From my old site, WinBreak, I had one very succesful run of content: Better Know a Gamer. You could nominate yourself or anyone you know, and easily be featured in an issue of Better Know a Gamer. Interviews, getting to know community members. After we were thirty-plus posts in, thats when the site started to slow down a bit. I will be importing all of the old BKAG articles and picking up where I left off, in the thirties – you’ll be able to select the BKAG category and go back through all of the old interviews, as well. Keep an eye out for it soon!

This site will soon have implimented the same “nominate a gamer” feature that WinBreak.com had, where you can enter an email address and have the questions automatically fired off to the recipient. So be sure to check back – sign yourself up and several of your friends!

Recent Xbox Live Member Hackings

In the world of gaming, more and more buzz is being generated around recent ‘hackings’ of people’s accounts. How some of it is happening is well beyond my capacity of understanding. I started hearing of “the FIFA Hack” a few weeks ago, with the story building up to one of the staff writers at Joystiq even being hacked. It doesn’t directly involve the use of FIFA, but an alarming number of those impacted are noting that FIFA Annual Game Passes are being purchased on their accounts. Most recently, a fellow Xbox Live Ambassador had her account compromised and a whole series of problems continued.

You can read about the experiences that my fellow Ambassador, LadyElysium, had encountered on her website dedicated to the recent rash of hackings, HackedOnXbox. Susan Taylor does an excellent job of letting out her frustrations, while keeping her cool.

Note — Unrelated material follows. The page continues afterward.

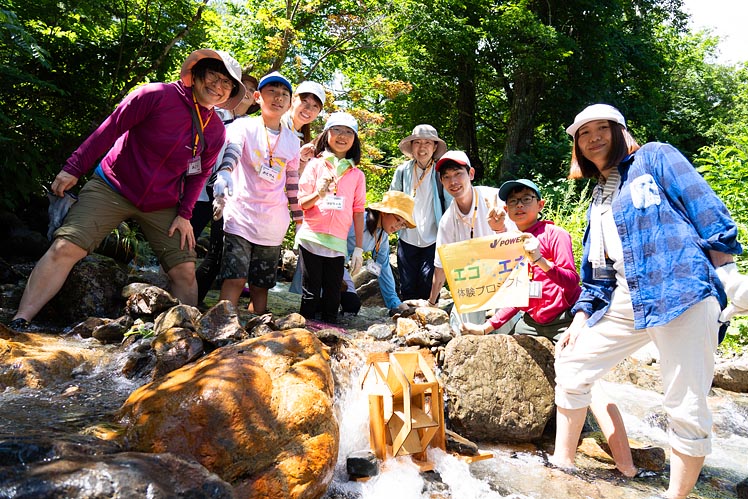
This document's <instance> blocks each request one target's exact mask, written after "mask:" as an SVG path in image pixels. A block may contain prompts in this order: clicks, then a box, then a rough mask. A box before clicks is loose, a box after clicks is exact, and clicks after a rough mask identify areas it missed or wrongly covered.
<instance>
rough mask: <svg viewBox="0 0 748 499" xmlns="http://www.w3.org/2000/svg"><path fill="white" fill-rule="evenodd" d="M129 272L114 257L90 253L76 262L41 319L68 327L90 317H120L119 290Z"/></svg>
mask: <svg viewBox="0 0 748 499" xmlns="http://www.w3.org/2000/svg"><path fill="white" fill-rule="evenodd" d="M126 282H127V273H126V272H125V271H124V270H123V268H122V267H121V266H120V265H119V264H117V262H115V261H114V260H112V259H111V258H107V257H105V256H101V255H96V254H92V255H88V256H87V257H85V258H84V259H83V260H81V261H79V262H78V263H76V264H75V266H74V267H73V269H72V270H71V271H70V274H69V275H68V278H67V280H66V281H65V284H64V285H63V286H62V289H61V290H60V292H59V293H57V294H56V295H55V297H54V298H52V300H50V301H49V303H47V305H45V306H44V308H42V311H41V312H40V313H39V316H38V317H39V319H41V320H47V321H50V322H52V323H54V324H59V325H62V326H67V325H70V324H75V323H78V322H80V321H82V320H85V319H86V318H87V317H119V316H120V315H121V314H122V310H121V307H122V302H121V300H120V292H121V289H122V287H123V286H124V285H125V283H126Z"/></svg>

So what can you do to protect yourself? The sad part is, I’m having a hard time figuring that out myself. I wanted to see what would happened if I tried to change my own password on Xbox.com. What was funny was that there were no social engineering questions I could use to ‘hack’ my way in to my account – the closest possible thing was resetting via email. The thing that concerns me there is the fact that I have TWO email accounts that it says it will send my password reset to – and considering I sign in to one of those two once every six months or so, I figured I should make sure it was not associated with my account. I can’t. I can’t find anywhere on Xbox.com or Live.com to remove the second email address my password reset email would go to!

Stay tuned on Sunday for what I hope to be a little more in depth list of steps you can take to to protect yourself, but for now the best thing I can suggest as a “STEP ONE” would be to remove any payment options you have on your account. I’ve NEVER given my credit card details to Microsoft, in any way. …That was, until recently. A limitation (see: hindrance) of the Windows Phone 7 platform is that they’re not letting you use Microsoft Points to make purchases – you must use a credit card.

I wanted to buy one Xbox Live game for my phone – I had to enter my credit card details. Once the purchase went through, I IMMEDIATELY navigated to live.xbox.com, clicked on My Account, then Manage Payment Options, and REMOVED my registered credit card. I would advise you to remove a PayPal account, if you have one associated with your account, as well. Anything else I purchase, whether it’s Gold subscriptions or Xbox Live Arcade games, is all done WITH Microsoft Points which I purchase the prepaid cards for, at my local big box retailer.

Detailed instructions are, as always, on Microsoft’s support site, and I hope to have more account tightening tips for you this weekend.